The Cuba that Castro sees out of his window now is staggering back onto its feet, but its people are weary and apprehensive. A professional salary will scarcely buy a bottle of milk a day and anyone without access to US dollars goes hungry. Tourism is booming, yes, but surgeons and architects are moonlighting as hotel porters for the dollar tips.

Prostitution is booming, too as plane-loads of young men from Europe and Latin America arrive in Havana to enjoy the delights of the teenaged girls who have decided that there is little point in staying in education if the reward is penury.
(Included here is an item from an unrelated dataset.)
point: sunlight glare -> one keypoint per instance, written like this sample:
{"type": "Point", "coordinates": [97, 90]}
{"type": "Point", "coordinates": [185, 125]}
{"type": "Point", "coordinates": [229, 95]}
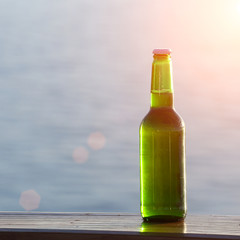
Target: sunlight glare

Long-standing supporters of the revolution are in despair, struggling to put food on the table and to keep their own granddaughters off the streets, and when the Pope arrived a year ago, Cubans turned out in their tens of thousands to greet him, hungry to share in an act of faith and in the sense that the world had not entirely forgotten them in their misery.

Castro describes his revolution as David against Goliath and it is not an unfair description. But the difference is that David defeated Goliath.

Castro has made Goliath's continuing menace the pretext for his own continuing power. Cuba has survived, but these days, it looks less like a revolutionary victory than a feat of personal endurance. Many Cubans now wish that he had not made them endure him quite so long.